When we say “technology,” just what is it that we mean? When I say “technology,” I am really thinking “tech-KNOWLEDGE-y,” because it is the “knowledge” of our people that leads our machines to production success.

At HORN USA, Inc.’s recent “Technology Days” held at its factories in Tubingen, Germany, the focus was clearly on the advanced technology of their tooling solutions. They make their own toolholders. They formulate and produce their own carbide. They design and grind the geometry needed. They apply their own coatings. Their production technology is impressive at every turn. But to my eye, there was more to the story than the technology.

But what impressed me the most was the implicit, built-in assumptions at HORN USA that it was the people leading the machine tools, rather than the machine tools leading the people. As impressive as the machines, tools and processes were, all have one thing in common that they rely on: the people.

Like a magician directs our eyes, the HORN Technology Days programs and materials directed us to look at the technology deployed and produced in its factories and examine the sophisticated tooling solutions it produces for our shops so we can make the high value, critical application products that make our modern lives possible.

Underneath the attention given to the technology, the wise observer sees it is the people and the culture that are leading the technology, not the other way around.

Technology or people. Which is in the lead in your shop and your culture?
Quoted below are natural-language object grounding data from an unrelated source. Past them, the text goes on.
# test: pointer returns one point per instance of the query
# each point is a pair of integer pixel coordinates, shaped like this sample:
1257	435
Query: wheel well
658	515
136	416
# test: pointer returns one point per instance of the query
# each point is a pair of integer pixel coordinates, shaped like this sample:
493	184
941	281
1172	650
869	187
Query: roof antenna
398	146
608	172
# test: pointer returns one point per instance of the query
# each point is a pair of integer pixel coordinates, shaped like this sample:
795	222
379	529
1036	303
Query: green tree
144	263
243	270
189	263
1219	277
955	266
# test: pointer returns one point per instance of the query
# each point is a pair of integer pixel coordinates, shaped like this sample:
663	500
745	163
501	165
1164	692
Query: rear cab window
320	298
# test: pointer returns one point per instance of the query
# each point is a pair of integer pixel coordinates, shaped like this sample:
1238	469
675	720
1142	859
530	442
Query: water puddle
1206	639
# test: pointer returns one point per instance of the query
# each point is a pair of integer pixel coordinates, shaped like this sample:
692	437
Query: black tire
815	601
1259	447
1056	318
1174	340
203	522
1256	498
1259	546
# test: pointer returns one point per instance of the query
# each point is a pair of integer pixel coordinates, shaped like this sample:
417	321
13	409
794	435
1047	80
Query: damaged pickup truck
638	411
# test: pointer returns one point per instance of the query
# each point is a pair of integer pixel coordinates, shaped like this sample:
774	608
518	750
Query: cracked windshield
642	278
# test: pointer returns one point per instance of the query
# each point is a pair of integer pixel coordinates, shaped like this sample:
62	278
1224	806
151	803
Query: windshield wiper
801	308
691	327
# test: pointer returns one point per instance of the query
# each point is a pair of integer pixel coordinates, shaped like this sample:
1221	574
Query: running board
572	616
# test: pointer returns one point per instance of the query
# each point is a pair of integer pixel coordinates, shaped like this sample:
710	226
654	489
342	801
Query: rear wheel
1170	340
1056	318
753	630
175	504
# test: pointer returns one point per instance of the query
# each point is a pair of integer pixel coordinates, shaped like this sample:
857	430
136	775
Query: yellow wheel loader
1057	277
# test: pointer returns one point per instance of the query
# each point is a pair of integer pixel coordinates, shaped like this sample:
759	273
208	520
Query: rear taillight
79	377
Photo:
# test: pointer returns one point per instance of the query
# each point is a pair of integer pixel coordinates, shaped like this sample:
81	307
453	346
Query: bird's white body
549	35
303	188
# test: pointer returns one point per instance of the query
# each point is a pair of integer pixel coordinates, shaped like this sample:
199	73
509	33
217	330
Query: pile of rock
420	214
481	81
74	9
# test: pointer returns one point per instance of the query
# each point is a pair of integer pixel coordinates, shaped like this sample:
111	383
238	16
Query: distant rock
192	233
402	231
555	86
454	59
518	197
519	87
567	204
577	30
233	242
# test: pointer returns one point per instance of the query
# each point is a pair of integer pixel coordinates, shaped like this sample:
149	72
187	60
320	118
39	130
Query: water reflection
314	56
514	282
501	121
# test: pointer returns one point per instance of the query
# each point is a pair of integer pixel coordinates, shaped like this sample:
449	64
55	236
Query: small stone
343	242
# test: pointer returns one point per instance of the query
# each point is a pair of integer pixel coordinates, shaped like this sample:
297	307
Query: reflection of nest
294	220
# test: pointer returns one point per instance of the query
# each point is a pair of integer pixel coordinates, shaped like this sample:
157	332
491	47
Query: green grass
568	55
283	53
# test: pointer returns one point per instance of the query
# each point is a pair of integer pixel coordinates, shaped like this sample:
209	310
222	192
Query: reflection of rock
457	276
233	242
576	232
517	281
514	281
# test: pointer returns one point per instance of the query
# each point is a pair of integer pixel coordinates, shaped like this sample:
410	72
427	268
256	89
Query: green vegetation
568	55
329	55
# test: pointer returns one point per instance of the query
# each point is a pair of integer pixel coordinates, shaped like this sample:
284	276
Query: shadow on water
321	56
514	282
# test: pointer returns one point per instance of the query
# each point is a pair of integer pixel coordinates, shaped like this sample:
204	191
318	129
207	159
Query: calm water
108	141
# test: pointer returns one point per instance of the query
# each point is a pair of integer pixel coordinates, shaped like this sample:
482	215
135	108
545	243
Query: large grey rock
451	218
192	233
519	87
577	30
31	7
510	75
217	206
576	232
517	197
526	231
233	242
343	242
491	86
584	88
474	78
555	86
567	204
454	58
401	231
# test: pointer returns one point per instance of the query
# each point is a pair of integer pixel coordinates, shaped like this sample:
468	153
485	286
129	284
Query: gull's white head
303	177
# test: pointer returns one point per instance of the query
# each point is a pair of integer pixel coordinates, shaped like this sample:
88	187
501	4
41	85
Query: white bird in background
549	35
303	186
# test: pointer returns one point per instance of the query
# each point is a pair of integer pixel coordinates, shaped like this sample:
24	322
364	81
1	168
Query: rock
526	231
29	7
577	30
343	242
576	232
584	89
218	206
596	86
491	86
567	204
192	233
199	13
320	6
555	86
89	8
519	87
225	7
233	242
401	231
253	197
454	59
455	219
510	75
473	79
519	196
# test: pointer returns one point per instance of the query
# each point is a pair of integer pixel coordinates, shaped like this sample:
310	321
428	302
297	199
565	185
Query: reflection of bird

It seemed pretty clear to me that with the latest technology being readily available for sale around the world, technology is not as strong a differentiator as we might hope. What is a differentiator that cannot be duplicated is the unique value that we have in our people, their “tech-KNOWLEDGE-y,” to lead our machines. Our people are leading our machines. They are not subordinate servants of our machines.

So, technology or people? The explicit response might be technology, but the implicit assumption must be the people, because the machines cannot lead themselves.